Sin embargo, la tentativa del pensador alemán
invitaba a volver de nuevo al ser, con cuidado de trazar
un camino científico que nos permitiese profundizar
en su verdad y en su sentido. Quise partir del legado
moderno de la esencia del ente, y particularmente del
ser humano, pues esta era la vía privilegiada para
poder acometer el acceso al ser. Parecía que solo
desde los remansos y torbellinos de las esencias del
mundo podíamos tratar de remontar con base hasta
las fuentes del ser.

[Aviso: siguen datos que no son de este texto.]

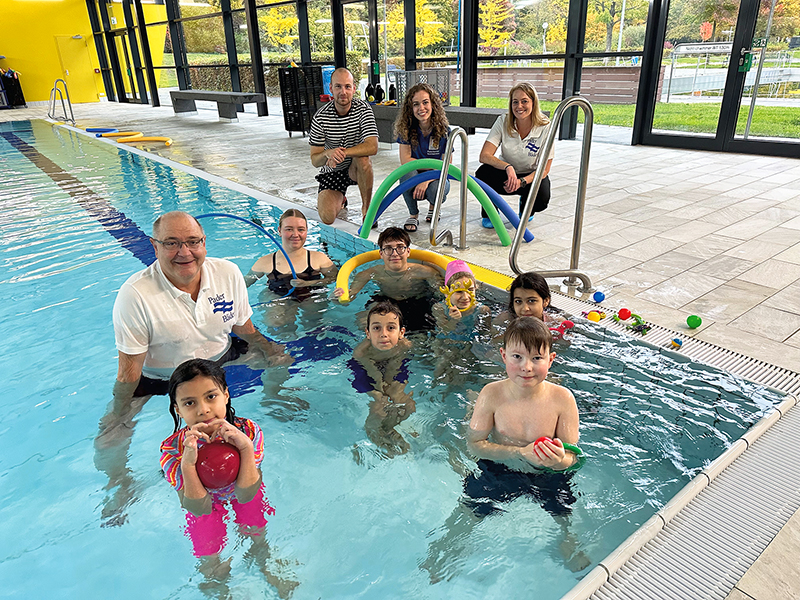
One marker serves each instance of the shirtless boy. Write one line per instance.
(410, 285)
(509, 416)
(517, 411)
(379, 364)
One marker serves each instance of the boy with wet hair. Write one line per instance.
(410, 285)
(509, 417)
(524, 407)
(380, 367)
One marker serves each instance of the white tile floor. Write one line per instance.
(667, 233)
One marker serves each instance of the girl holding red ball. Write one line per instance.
(199, 397)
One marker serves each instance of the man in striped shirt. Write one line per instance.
(343, 136)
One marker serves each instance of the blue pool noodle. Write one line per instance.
(496, 199)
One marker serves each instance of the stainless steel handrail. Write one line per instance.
(447, 235)
(572, 272)
(51, 114)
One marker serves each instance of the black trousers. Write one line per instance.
(496, 179)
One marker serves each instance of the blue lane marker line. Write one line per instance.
(115, 222)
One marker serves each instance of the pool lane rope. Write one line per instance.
(378, 202)
(265, 232)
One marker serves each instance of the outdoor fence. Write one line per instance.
(601, 85)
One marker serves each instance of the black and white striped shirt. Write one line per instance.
(332, 130)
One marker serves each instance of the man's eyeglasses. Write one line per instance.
(389, 250)
(172, 245)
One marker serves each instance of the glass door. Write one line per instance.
(121, 42)
(770, 101)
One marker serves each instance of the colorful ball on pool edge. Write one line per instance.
(217, 464)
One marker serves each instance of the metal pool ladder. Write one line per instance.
(51, 114)
(573, 271)
(447, 235)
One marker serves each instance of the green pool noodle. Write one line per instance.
(433, 163)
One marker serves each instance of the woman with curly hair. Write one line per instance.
(519, 135)
(422, 131)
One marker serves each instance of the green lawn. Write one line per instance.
(768, 121)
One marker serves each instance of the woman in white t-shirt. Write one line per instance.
(519, 135)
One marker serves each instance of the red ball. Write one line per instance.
(217, 464)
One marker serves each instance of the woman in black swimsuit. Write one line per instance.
(314, 269)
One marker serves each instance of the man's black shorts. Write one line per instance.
(160, 387)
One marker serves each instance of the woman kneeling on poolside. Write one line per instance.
(422, 131)
(519, 135)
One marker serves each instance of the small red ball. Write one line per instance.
(217, 464)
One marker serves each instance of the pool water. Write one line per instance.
(350, 522)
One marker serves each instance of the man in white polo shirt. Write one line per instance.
(183, 306)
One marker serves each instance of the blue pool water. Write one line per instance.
(349, 522)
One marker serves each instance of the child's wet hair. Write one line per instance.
(394, 234)
(385, 307)
(292, 212)
(459, 276)
(528, 281)
(531, 332)
(197, 367)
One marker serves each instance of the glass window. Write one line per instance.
(211, 78)
(320, 28)
(154, 12)
(205, 39)
(496, 79)
(771, 98)
(694, 66)
(541, 28)
(277, 28)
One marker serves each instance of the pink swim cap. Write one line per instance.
(453, 267)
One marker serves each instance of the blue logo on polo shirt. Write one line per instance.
(223, 306)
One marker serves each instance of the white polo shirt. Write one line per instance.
(522, 154)
(151, 315)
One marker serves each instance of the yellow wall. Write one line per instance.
(38, 40)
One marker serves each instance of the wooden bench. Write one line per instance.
(227, 102)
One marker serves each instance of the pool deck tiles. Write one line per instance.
(667, 233)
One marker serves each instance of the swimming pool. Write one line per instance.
(349, 522)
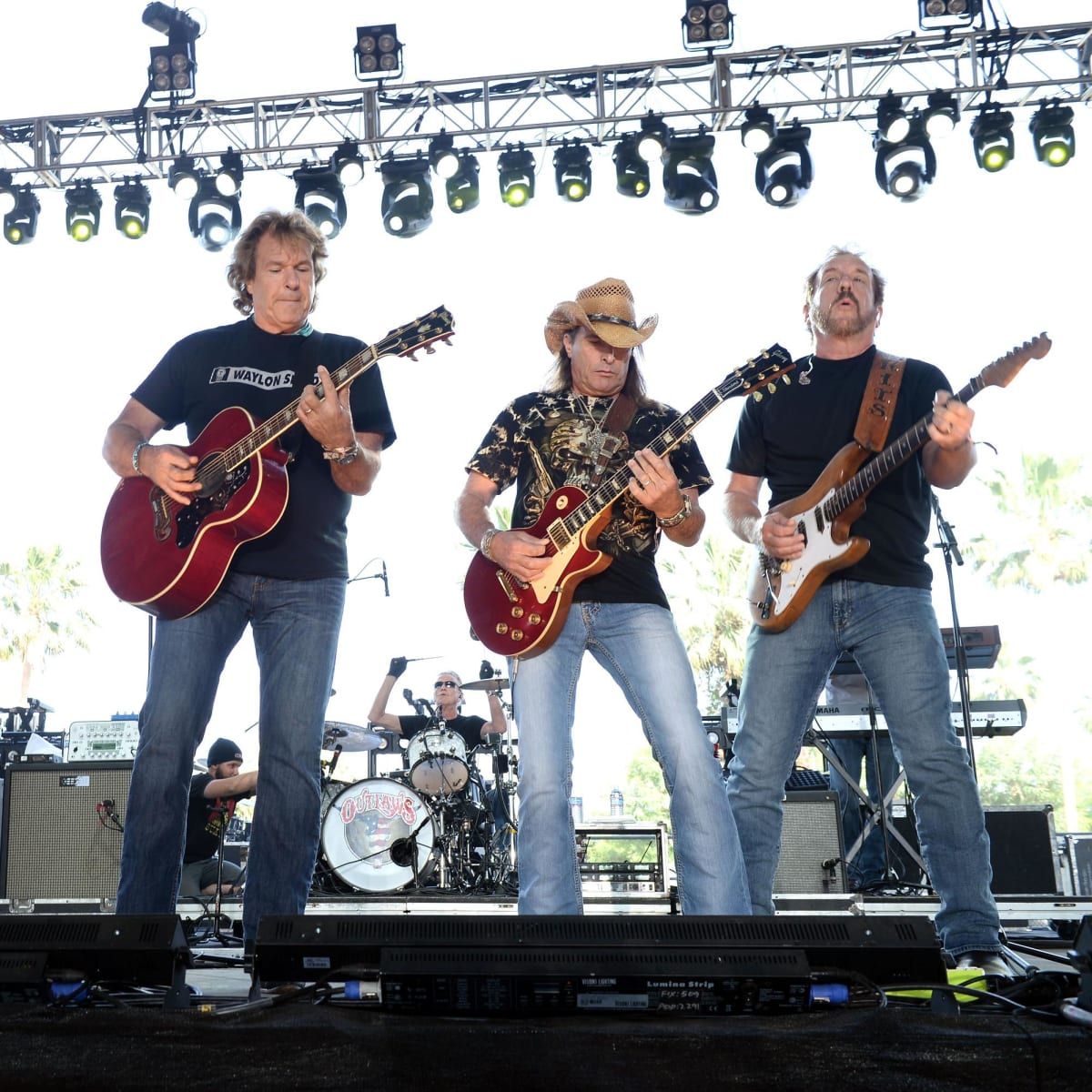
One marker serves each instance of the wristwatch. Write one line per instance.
(682, 513)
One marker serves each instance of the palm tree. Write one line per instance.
(39, 618)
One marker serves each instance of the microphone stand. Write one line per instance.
(950, 550)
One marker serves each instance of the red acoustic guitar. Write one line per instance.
(781, 590)
(512, 618)
(169, 558)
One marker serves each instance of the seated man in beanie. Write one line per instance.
(213, 796)
(592, 420)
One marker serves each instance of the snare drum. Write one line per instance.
(438, 762)
(372, 831)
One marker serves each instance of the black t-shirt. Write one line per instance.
(203, 818)
(790, 438)
(241, 365)
(543, 441)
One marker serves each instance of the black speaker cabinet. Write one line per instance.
(811, 836)
(63, 830)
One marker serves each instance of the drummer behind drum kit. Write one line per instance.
(434, 824)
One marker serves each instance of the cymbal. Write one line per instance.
(349, 736)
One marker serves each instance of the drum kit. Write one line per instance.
(435, 824)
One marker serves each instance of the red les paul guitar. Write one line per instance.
(169, 558)
(512, 618)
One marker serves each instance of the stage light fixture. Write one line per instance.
(83, 207)
(689, 178)
(229, 176)
(184, 177)
(321, 197)
(517, 169)
(378, 53)
(408, 197)
(1052, 132)
(938, 15)
(992, 134)
(216, 219)
(632, 172)
(348, 163)
(572, 170)
(21, 222)
(905, 168)
(462, 187)
(132, 207)
(758, 129)
(784, 173)
(708, 26)
(940, 114)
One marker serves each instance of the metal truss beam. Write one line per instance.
(814, 85)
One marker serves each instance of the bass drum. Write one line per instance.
(374, 834)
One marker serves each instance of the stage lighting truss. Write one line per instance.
(132, 207)
(378, 53)
(408, 197)
(572, 170)
(1052, 134)
(321, 197)
(905, 168)
(708, 26)
(992, 135)
(216, 219)
(21, 222)
(83, 207)
(517, 176)
(632, 170)
(784, 173)
(462, 187)
(689, 178)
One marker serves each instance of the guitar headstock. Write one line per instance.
(438, 326)
(1003, 371)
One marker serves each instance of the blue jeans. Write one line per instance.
(869, 865)
(894, 636)
(295, 627)
(640, 649)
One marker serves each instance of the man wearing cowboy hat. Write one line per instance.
(594, 419)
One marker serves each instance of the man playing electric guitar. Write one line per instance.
(594, 419)
(288, 584)
(879, 609)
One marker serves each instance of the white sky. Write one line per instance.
(981, 263)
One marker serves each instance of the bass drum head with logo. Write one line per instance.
(370, 834)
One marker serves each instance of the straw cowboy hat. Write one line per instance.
(605, 308)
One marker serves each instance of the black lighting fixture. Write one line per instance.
(758, 130)
(905, 168)
(1052, 132)
(572, 170)
(784, 173)
(407, 203)
(689, 178)
(348, 163)
(83, 207)
(462, 187)
(992, 135)
(378, 53)
(21, 222)
(216, 219)
(708, 26)
(172, 71)
(632, 170)
(132, 207)
(321, 197)
(516, 167)
(940, 15)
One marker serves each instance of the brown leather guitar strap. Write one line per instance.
(877, 407)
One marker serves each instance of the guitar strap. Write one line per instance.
(877, 407)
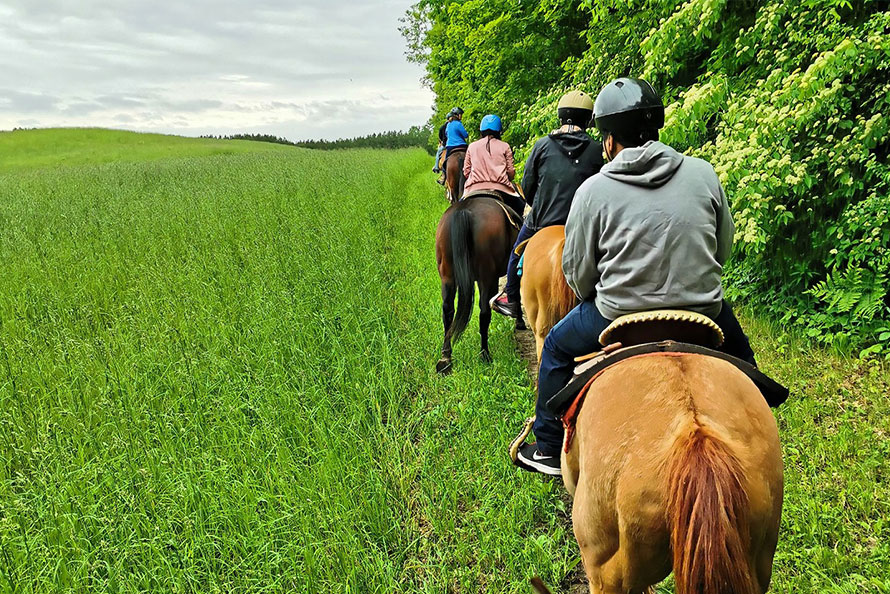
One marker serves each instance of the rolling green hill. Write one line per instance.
(217, 375)
(65, 147)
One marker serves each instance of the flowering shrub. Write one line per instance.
(788, 100)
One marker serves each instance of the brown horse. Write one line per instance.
(454, 175)
(546, 296)
(473, 242)
(675, 465)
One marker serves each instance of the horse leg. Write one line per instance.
(443, 366)
(487, 290)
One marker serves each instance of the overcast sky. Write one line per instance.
(294, 68)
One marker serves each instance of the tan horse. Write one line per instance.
(675, 465)
(545, 295)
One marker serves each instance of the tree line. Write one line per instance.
(789, 100)
(416, 136)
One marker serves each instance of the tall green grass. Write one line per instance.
(216, 375)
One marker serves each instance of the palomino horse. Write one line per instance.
(546, 296)
(473, 242)
(454, 175)
(675, 465)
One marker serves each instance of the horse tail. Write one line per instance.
(562, 298)
(461, 180)
(462, 257)
(708, 514)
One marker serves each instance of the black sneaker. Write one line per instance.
(502, 304)
(529, 458)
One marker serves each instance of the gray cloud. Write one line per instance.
(316, 68)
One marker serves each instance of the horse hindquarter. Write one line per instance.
(678, 449)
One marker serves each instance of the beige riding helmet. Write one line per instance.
(576, 100)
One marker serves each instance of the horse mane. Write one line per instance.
(708, 515)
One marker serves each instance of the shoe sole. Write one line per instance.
(535, 466)
(497, 309)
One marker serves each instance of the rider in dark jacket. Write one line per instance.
(556, 167)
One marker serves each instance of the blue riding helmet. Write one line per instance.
(491, 122)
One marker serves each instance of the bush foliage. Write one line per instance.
(788, 100)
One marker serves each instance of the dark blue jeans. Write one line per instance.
(512, 286)
(578, 334)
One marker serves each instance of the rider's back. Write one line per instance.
(660, 228)
(558, 164)
(489, 165)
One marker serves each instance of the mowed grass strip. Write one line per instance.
(216, 374)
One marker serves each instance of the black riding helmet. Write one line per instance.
(630, 109)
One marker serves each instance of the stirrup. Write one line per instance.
(513, 450)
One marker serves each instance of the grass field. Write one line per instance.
(216, 375)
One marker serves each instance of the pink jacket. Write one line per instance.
(489, 166)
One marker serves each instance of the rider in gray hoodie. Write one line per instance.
(662, 231)
(651, 230)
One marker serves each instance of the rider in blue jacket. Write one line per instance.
(456, 136)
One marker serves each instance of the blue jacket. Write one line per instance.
(456, 133)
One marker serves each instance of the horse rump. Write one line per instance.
(562, 298)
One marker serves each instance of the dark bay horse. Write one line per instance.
(454, 175)
(473, 243)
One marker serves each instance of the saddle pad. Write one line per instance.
(512, 216)
(774, 393)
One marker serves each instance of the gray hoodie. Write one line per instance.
(651, 230)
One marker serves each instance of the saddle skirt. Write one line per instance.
(633, 328)
(514, 217)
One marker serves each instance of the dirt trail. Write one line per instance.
(576, 581)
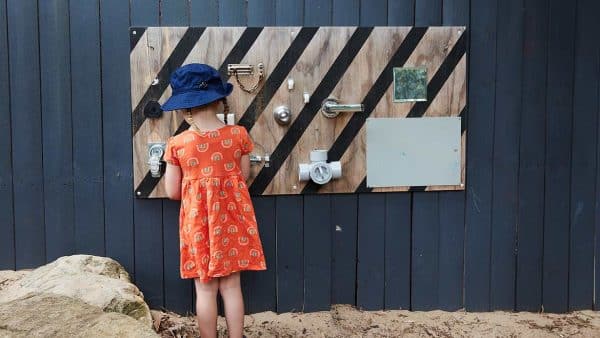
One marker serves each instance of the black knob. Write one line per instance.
(152, 110)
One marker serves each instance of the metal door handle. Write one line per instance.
(332, 107)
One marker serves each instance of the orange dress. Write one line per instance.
(217, 225)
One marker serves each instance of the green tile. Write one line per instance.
(410, 84)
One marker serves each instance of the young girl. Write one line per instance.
(207, 166)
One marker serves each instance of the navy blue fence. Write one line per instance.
(521, 236)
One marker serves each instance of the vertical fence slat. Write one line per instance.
(583, 170)
(317, 12)
(233, 12)
(317, 252)
(370, 266)
(344, 206)
(23, 41)
(559, 109)
(479, 155)
(317, 210)
(116, 128)
(425, 213)
(506, 153)
(261, 13)
(174, 13)
(345, 12)
(398, 208)
(204, 13)
(290, 243)
(86, 107)
(398, 216)
(452, 203)
(260, 288)
(57, 128)
(530, 228)
(7, 226)
(151, 248)
(289, 12)
(344, 251)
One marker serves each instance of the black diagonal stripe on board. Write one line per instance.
(283, 68)
(463, 127)
(134, 38)
(237, 53)
(383, 82)
(440, 77)
(308, 112)
(175, 60)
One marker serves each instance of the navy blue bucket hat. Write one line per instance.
(195, 84)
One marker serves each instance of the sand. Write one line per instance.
(347, 321)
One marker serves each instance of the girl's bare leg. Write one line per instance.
(231, 291)
(206, 307)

Después de un encendido debate
metodológico, que debía pasar la prueba del abismo
de la finitud y la herida del ente, afrontamos la
cuestión clave del acceso al ser, y más en concreto, al
ser personal como aquel ente que somos cada uno de
nosotros. El quehacer metafísico, más allá del
lenguaje filosófico específico, se nos presenta como la
tarea crucial de regresar a los orígenes del ente, en
una hora ciertamente delicada y en cierta medida
decisiva para el ser humano y su existencia en el
mundo.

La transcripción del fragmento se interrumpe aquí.